Ilaris Approval Expanded to Include Treatment of Gout Flares

The Food and Drug Administration (FDA) has approved Ilaris^® (canakinumab) for the symptomatic treatment of adult patients with gout flares in whom nonsteroidal anti-inflammatory drugs (NSAIDs) and colchicine are contraindicated, are not tolerated, or do not provide an adequate response, and in whom repeated courses of corticosteroids are not appropriate.

The approval was based on data from two 12-week, double-blind, active-controlled trials.
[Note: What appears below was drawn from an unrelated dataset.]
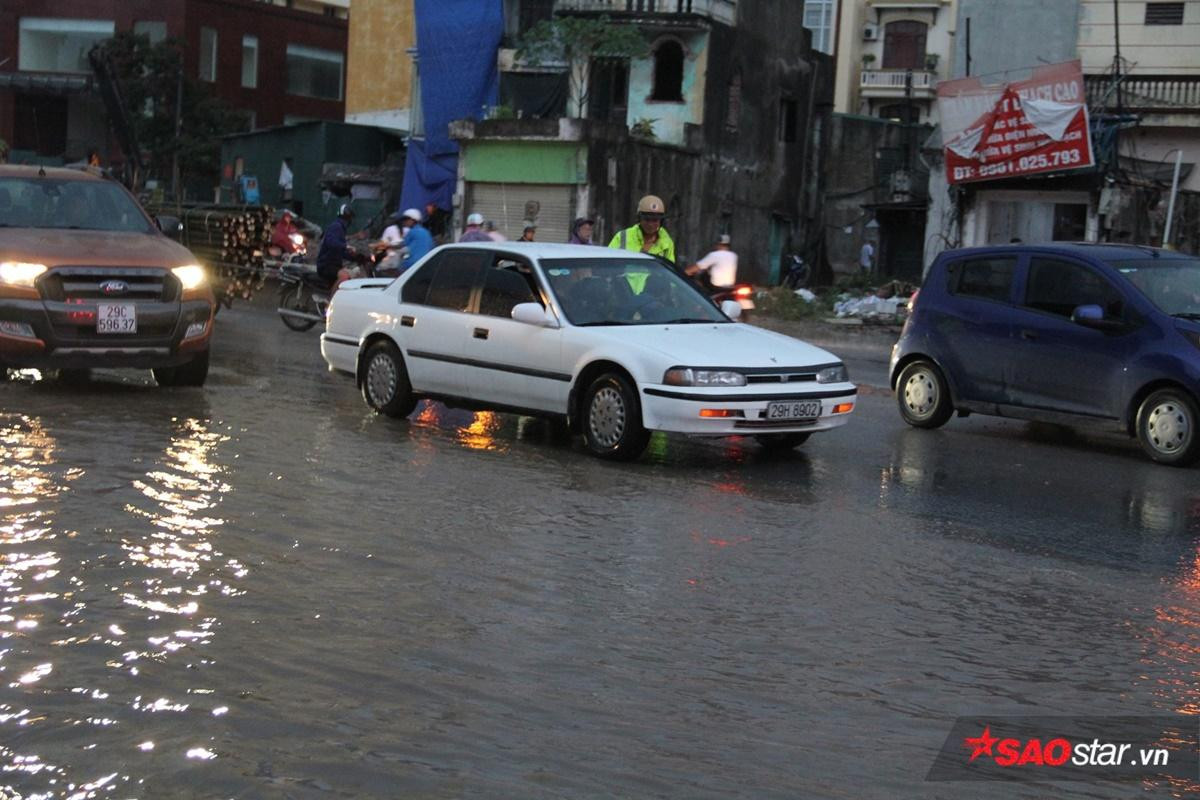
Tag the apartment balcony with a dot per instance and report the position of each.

In the β-RELIEVED study (ClinicalTrials.gov Identifier: NCT01029652) patients were randomly assigned to receive canakinumab 150mg subcutaneously (SC) (n=115) or triamcinolone acetonide 40mg intramuscular (IM) (n=115). In the β-RELIEVED-II study (ClinicalTrials.gov Identifier: NCT01080131) patients were randomly assigned to receive canakinumab 150mg SC (n=112) or triamcinolone acetonide 40mg IM (n=114). Treatment was administered at baseline and thereafter upon a new flare.

Among enrolled patients, 33.5% of the canakinumab group and 36.7% of the triamcinolone group had documented inability to use both NSAIDs and colchicine; the remainder had intolerance, contraindication or lack of response to either treatment. In both studies, the co-primary endpoints were the time to first new gout flare over 12 weeks and patient’s assessment of gout flare pain intensity at the most affected joint at 72 hours postdose (measured on a 0-100mm visual analogue scale).
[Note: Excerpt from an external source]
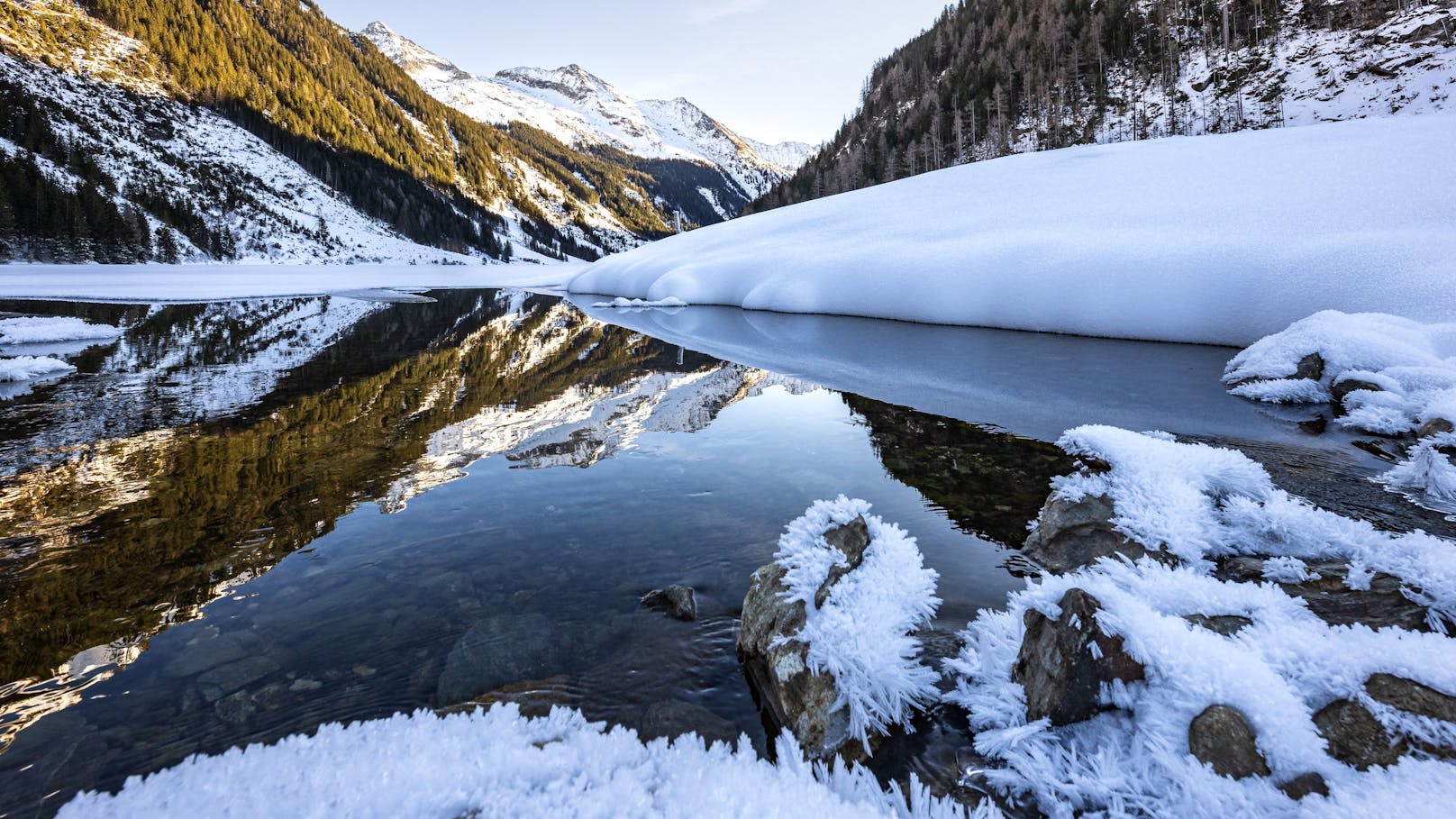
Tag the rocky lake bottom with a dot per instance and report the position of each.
(246, 519)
These endpoints were also evaluated in a third double blind, active-controlled trial (ClinicalTrials.gov Identifier: NCT01356602) that randomly assigned patients to canakinumab 150mg SC (n=132) or triamcinolone acetonide 40mg IM (n=132). Approximately 44% of patients in this study were unable to use NSAIDs and colchicine.

Findings from all 3 studies showed that among patients unable to use NSAIDs and colchicine, pain intensity of the most affected joint at 72 hours postdose was consistently lower for those treated with canakinumab compared with triamcinolone acetonide. Canakinumab treatment was also associated with a reduction in the risk of a new flare when compared with triamcinolone acetonide. The benefits of canakinumab were found to be comparable in the overall study population for both endpoints.

The most common adverse reactions reported with canakinumab were nasopharyngitis, upper respiratory tract infections, urinary tract infections, hypertriglyceridemia, and back pain.

Ilaris is supplied as a 150mg/mL solution in single-dose vials. The recommended dose for adult patients with a gout flare is 150mg SC. For those who require retreatment, there should be an interval of at least 12 weeks before a new dose may be given.

Ilaris, an interleukin-1β blocker, is also indicated for the treatment of periodic fever syndromes and active Still disease.